Load the dataset (train and test splits) using `torchvision`

In [12]:
root_dir = './data/MNIST/'

### YOUR CODE HERE ###



How many examples in each split? 

Plot the first image and label of the training set using `matplotlib`

What is the input dimension?

In [13]:
### YOUR CODE HERE ###

In [14]:
### YOUR CODE HERE ###

# A.1 - Linear features

We start with a very simple model, linear with respect to pixel values.
Use a `preprocess` function to downsample the image to 7x7 pixels, then flatten it and use a `torch.nn.Linear` model.

The torch average-pooling function is `torch.nn.functional.avg_pool2d`, check the documentation to set the arguments properly.
DO NOT use your implementation of average-pooling, it would take prohibitively long to train and you would not finish the practical.
If the training takes too long, go back to the first section and lower the `NUM_EPOCH` constant.

Again, use matplotlib to visualize an example of downsampling

In [15]:
### YOUR CODE HERE ###

In [16]:
### YOUR ( MODEL / PREPROCESSING ) CODE HERE ###


## A.2 - Loss and optimizer
Create a cross entropy loss.

In [17]:
### YOUR CODE HERE ###

## A.3 - Training and testing loops
Finally, create the functions `train(model, epoch, preprocess, optimizer)` and `test(model)` to train (one epoch with SGD and a learning rate of $10^{-3}$) and test your model.

In [18]:
def train(model, epoch, preprocess, optimizer):
    ### YOUR CODE HERE ###
    optimizer, train_accuracy = None, None 
    return optimizer, train_accuracy

def test(model, preprocess):
    ### YOUR CODE HERE ###
    accuracy = None
    return accuracy

You should get at least 85\% test accuracy even with only 2 epochs.
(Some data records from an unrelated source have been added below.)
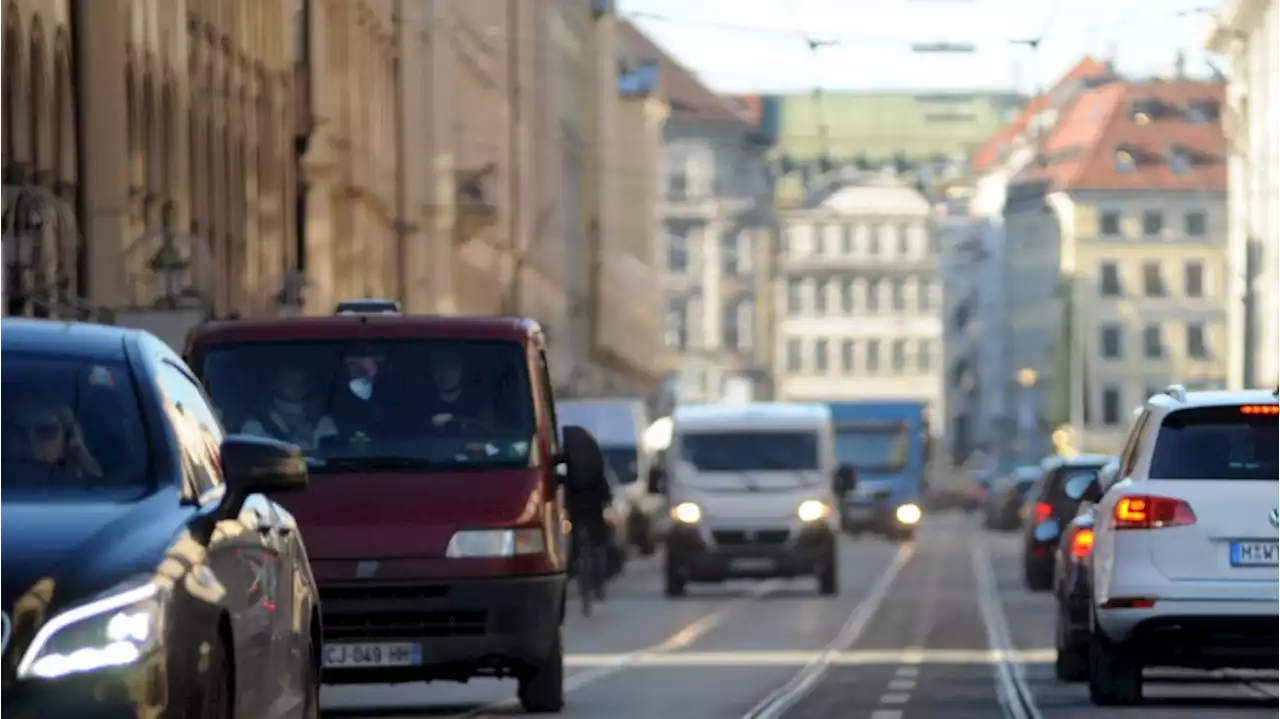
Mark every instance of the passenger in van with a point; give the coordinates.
(289, 416)
(458, 398)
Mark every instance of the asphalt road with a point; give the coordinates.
(940, 628)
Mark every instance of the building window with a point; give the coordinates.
(1197, 343)
(1152, 342)
(1109, 225)
(924, 357)
(873, 356)
(730, 264)
(795, 297)
(899, 297)
(676, 331)
(1111, 406)
(1194, 223)
(1111, 342)
(795, 356)
(677, 251)
(1109, 280)
(1152, 280)
(821, 360)
(1193, 278)
(730, 335)
(1152, 223)
(899, 357)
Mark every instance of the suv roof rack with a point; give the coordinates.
(368, 306)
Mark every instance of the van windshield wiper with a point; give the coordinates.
(361, 463)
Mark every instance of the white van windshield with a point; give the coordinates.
(750, 452)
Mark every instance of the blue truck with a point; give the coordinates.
(890, 445)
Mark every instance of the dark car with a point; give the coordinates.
(1072, 589)
(142, 569)
(1055, 503)
(1006, 498)
(435, 516)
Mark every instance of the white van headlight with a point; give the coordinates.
(117, 630)
(686, 512)
(909, 513)
(812, 511)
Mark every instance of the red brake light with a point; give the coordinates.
(1148, 512)
(1082, 543)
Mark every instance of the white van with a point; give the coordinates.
(754, 490)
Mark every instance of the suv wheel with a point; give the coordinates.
(542, 686)
(1115, 672)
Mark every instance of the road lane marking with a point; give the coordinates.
(688, 635)
(1014, 692)
(773, 705)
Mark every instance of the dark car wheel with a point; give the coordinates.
(542, 686)
(216, 696)
(1115, 673)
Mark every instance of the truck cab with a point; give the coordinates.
(435, 518)
(754, 490)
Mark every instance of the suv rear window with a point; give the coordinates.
(1217, 443)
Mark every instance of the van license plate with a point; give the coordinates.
(371, 655)
(1255, 554)
(752, 564)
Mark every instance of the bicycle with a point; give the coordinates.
(588, 568)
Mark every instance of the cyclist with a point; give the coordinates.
(586, 507)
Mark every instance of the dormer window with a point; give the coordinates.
(1125, 163)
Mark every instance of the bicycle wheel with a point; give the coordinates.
(585, 576)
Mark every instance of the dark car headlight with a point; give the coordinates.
(114, 630)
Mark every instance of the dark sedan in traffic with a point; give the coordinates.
(144, 573)
(1054, 503)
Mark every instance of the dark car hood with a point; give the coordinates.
(58, 552)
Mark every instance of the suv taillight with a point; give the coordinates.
(1082, 543)
(1150, 512)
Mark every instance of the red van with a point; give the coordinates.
(435, 518)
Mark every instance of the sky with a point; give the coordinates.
(762, 45)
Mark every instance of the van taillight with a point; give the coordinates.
(1150, 512)
(1082, 544)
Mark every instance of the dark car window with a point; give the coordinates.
(393, 403)
(1217, 443)
(749, 452)
(69, 424)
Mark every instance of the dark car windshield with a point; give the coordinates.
(749, 452)
(69, 424)
(384, 404)
(1217, 443)
(622, 461)
(873, 447)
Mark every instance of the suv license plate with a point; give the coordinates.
(371, 655)
(1255, 554)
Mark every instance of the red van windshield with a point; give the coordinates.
(353, 404)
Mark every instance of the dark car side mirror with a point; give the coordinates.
(261, 466)
(584, 462)
(845, 480)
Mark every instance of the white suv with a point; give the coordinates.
(1185, 563)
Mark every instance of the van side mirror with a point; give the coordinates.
(261, 466)
(845, 480)
(657, 480)
(584, 462)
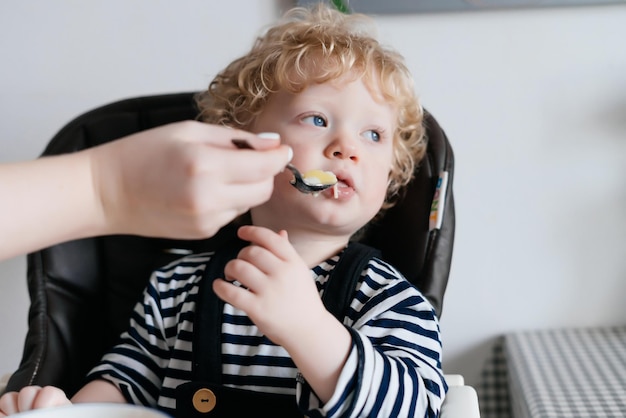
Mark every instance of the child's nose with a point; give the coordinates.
(343, 147)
We will be aiming for around 95\% test accuracy and above.

In [19]:
### YOUR CODE HERE ###

## A.4 - Multi-layer perceptron (MLP)

Create a class MLP that creates an MLP of given width and depth, and use it to create a 3-layer MLP of width $100$. We will assume that `width > 0` and `depth > 0`.

In [20]:
### YOUR CODE HERE ###


# A.5 - Deep convolutional model

Write a convolutional model, with learned features.
Use two layers, one convolutional with 8 filters of size 3x3, then take a relu and max-pool with kernel size 2, and finally flatten and add a Linear layer. You can use the identity as pre-processing function.


Here is a little animation to remind you of the sliding window principle of convolutions.

![conv](https://github.com//vdumoulin/conv_arithmetic/raw/master/gif/no_padding_no_strides.gif)

In [21]:
class ConvModel(torch.nn.Module):
    def __init__(self):
        super(ConvModel, self).__init__()
        ### YOUR CODE HERE ###

    def forward(self,x):
        ### YOUR CODE HERE ###
        pass


You should be able to get around 97\% to 98\% accuracy with this model. Try increasing the NUM_EPOCH constant and watch what happens to test accuracy and train accuracy as training progresses further.

Write a deeper convolutional model, with one convolutional layer as previously, but three linear layers with relu activations after that.
Use `h = 100` hidden neurons. How does the test accuracy compare with the previous two-layer network ?

In [22]:
class ConvDeepModel(torch.nn.Module):
    def __init__(self, h=100):
        super(ConvDeepModel, self).__init__()
        ### YOUR CODE HERE ###

    def forward(self,x):
        ### YOUR CODE HERE ###
        pass

## A.6 Visualisations of convolutions

After training your model, let's see what features it has learned!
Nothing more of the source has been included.